By Ret Boney
Earnings for higher-education endowments in the U.S. grew last year, fueled in part by investments in international stocks and participation in a broad array of non-traditional options, a new study says.
Overall, the average return for the 741 institutions analyzed in the Commonfund Benchmarks Study of Educational Endowments was 10.6 in 2006, up from 9.7 percent the previous year.
That increase is due to a stronger reliance on international equities and diversification within alternative investment strategies, the study says, at the expense of domestic equities and fixed-income options.
Dividing all higher-education endowments into 10 evenly-divided groups, members of the best-performing group — which tends to consist of larger endowments — saw their average return increase to more than 16.8 percent last year, compared to 14.8 percent the previous year.

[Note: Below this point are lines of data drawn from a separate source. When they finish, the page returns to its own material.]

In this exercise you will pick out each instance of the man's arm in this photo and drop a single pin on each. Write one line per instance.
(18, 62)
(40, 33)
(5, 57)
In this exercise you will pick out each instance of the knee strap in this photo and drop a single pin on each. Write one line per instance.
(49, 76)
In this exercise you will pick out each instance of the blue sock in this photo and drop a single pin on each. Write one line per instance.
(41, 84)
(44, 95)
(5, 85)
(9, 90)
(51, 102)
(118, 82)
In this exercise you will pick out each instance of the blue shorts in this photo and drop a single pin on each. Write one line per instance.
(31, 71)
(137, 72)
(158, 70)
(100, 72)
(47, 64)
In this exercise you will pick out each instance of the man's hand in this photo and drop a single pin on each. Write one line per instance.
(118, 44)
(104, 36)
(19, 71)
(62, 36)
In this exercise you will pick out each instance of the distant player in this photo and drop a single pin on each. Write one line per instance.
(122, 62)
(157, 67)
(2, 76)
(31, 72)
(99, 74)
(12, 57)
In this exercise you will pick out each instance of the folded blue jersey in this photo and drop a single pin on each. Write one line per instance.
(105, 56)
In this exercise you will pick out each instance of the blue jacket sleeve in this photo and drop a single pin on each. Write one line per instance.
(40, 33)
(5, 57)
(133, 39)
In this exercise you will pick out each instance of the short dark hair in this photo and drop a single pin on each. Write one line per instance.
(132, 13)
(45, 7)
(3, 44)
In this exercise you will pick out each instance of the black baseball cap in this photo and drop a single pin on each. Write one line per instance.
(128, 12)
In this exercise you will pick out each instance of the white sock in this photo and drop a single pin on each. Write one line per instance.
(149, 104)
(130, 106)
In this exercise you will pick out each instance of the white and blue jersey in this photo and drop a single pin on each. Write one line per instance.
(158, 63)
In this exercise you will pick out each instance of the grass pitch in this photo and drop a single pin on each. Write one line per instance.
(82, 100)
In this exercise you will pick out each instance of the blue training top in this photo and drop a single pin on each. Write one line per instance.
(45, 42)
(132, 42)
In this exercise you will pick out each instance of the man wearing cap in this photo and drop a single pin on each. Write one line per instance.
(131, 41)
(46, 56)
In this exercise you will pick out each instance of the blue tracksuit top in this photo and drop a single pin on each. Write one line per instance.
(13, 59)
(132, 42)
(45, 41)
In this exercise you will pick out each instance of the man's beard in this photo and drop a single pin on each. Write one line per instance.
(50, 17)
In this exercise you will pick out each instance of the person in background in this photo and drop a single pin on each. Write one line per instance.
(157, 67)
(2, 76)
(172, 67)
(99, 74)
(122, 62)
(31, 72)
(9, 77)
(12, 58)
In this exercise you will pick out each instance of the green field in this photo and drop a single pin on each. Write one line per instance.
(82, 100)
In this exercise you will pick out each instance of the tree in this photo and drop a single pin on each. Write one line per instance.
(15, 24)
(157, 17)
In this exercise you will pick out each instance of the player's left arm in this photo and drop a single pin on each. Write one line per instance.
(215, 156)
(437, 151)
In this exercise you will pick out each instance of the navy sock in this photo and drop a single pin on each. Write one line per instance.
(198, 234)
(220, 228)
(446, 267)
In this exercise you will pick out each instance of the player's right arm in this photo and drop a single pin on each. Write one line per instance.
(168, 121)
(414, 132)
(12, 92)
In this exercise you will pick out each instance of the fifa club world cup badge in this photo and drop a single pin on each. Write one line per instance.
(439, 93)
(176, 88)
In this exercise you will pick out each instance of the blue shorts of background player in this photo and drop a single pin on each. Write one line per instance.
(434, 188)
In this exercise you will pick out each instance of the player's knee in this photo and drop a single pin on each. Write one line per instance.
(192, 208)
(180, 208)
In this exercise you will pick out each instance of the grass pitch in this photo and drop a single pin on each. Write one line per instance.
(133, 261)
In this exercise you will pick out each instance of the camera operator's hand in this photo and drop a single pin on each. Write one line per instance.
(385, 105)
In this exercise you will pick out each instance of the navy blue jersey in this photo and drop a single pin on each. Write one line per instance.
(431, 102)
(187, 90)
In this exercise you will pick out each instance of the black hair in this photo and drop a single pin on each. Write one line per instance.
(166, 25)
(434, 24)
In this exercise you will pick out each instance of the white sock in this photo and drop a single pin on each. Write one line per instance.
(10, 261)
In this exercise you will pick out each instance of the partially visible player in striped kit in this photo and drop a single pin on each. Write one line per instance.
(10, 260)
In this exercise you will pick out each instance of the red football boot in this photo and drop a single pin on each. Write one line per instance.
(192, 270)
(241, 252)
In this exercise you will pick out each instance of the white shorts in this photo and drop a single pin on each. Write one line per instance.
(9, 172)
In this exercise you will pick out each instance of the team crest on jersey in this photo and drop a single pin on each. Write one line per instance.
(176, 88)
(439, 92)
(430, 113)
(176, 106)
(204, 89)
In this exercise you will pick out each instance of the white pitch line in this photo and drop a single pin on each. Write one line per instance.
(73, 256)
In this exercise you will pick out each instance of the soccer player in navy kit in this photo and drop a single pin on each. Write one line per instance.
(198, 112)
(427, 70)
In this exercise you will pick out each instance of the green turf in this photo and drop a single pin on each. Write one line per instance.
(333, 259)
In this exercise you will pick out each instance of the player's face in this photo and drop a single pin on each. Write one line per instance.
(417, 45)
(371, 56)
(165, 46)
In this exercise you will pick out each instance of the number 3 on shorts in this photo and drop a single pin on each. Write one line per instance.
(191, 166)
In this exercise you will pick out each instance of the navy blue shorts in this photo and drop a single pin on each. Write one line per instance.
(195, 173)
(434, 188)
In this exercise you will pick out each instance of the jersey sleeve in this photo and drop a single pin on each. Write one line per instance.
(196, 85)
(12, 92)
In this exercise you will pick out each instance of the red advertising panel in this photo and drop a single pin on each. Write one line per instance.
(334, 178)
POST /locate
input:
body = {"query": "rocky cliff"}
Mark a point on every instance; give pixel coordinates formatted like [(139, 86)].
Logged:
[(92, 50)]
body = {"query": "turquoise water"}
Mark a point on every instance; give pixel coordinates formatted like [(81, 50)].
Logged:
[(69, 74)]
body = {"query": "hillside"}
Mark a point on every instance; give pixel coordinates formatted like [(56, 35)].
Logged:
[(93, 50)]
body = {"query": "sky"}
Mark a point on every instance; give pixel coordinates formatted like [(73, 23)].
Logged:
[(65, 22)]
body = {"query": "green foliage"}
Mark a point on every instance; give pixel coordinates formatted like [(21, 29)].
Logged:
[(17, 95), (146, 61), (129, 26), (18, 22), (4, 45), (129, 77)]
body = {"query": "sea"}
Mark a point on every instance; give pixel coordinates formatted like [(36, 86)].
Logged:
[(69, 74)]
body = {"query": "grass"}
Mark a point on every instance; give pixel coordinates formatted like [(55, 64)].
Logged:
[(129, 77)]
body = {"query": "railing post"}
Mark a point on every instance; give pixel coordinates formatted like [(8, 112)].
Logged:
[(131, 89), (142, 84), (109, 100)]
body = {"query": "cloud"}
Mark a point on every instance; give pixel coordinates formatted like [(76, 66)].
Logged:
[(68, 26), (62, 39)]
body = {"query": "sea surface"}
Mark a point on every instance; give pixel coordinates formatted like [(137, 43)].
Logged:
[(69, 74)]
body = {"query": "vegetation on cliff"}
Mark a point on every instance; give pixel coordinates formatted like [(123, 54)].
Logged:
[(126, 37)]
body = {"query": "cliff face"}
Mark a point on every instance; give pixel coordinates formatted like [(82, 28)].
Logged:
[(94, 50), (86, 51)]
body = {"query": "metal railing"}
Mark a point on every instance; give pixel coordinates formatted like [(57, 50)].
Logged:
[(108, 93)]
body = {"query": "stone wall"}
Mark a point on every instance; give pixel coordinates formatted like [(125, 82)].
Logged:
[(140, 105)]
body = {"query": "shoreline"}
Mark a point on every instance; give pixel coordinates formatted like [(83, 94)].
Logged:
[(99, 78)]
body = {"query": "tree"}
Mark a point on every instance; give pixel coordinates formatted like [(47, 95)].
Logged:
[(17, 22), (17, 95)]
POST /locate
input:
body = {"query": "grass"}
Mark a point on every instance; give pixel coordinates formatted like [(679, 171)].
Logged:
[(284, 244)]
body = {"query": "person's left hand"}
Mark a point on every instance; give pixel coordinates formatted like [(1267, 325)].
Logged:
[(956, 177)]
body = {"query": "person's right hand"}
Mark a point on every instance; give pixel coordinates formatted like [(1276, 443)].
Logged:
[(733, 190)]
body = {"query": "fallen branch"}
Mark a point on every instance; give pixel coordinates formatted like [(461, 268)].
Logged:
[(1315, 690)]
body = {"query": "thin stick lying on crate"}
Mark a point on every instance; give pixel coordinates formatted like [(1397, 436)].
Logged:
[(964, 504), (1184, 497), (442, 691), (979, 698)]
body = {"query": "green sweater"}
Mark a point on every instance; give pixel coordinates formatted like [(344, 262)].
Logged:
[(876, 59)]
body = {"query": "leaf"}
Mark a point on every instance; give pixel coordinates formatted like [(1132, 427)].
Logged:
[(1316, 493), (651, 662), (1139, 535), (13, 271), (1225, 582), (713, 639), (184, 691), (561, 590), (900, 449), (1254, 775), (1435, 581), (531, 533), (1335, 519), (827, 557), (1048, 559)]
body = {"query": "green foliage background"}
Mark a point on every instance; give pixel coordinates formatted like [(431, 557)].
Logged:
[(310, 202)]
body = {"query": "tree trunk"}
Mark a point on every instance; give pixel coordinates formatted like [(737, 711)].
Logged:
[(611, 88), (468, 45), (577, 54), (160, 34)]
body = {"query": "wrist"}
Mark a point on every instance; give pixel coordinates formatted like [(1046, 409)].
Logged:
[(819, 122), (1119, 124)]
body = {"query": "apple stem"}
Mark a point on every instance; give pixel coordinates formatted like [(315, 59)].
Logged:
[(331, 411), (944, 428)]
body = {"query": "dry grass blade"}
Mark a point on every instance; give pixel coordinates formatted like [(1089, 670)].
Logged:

Private institutions, which typically have larger endowments, led the pack, with an average return of 11.2 percent, followed by public institutions, at 10.1 percent, and independent school, with 9.6 percent.
Across all categories, large institutions performed better than small, the study says, due in large part to larger staffs, use of best practices, better access to alternative investment funds and a greater diversification within alternative investments.
“The difference when you’re small is resources, both board and staff,” says John Griswold, executive director of the Commonfund Institute. “And you may not be large enough to qualify as an investor for many alternative funds.”
There are more and more vehicles available for smaller groups to access interesting vehicles, says Griswold, but notes that must be done carefully, with an eye on risk.
“If you’re going to outsource, don’t think you can outsource your fiduciary responsibility,” he says.
For institutions with assets between $500 million and $1 billion, 79.1 percent of their endowment growth was due to alternative investments, compared to 75 percent for groups with assets of more than $1 billion and 71 percent for smaller groups.
Reliance on domestic equities dropped to 26 percent from 28 percent of the overall asset allocation, the study says, with fixed income dropping to 13 percent from 16 percent.
Picking up the slack were international equities, where the average allocation grew to 20 percent from 18 percent, and alternative strategies, which received 39 percent of allocations, compared to 35 percent the year prior.
Overall, alternative strategies yielded a 14.6 percent return, the study says, led by 39.9 percent for energy and natural resources investments and 19.1 percent for public equity real estate.
Among the traditional assets, international equities showed the best performance, with a return of 24.7 percent.
Most of the participating institutions say they do not plan to alter their allocation strategy significantly next year, the study says.
For the fifth year in a row, the average spending rate for educational endowments fell, dropping to 4.5 percent from 4.6 percent, thanks to improved returns and market values.
Among the groups that reported increases in funds available for spending, the average jump was almost 13 percent, the study says, and two in three groups reported growth in their operating budgets.
About 6.2 percent of the overall growth in assets was due to gifts, up from 5.4 percent in 2005, the study says, but the total average gifts dropped to $7.3 million from $7.9 million, with gifts of $60 million for the average group with assets over $1 billion.
Three in 10 institutions surveyed say their debt level grew in 2006, down from one in three in 2005, the study says, but the average level of debt grew to $87.1 million from $79.8 million in 2005.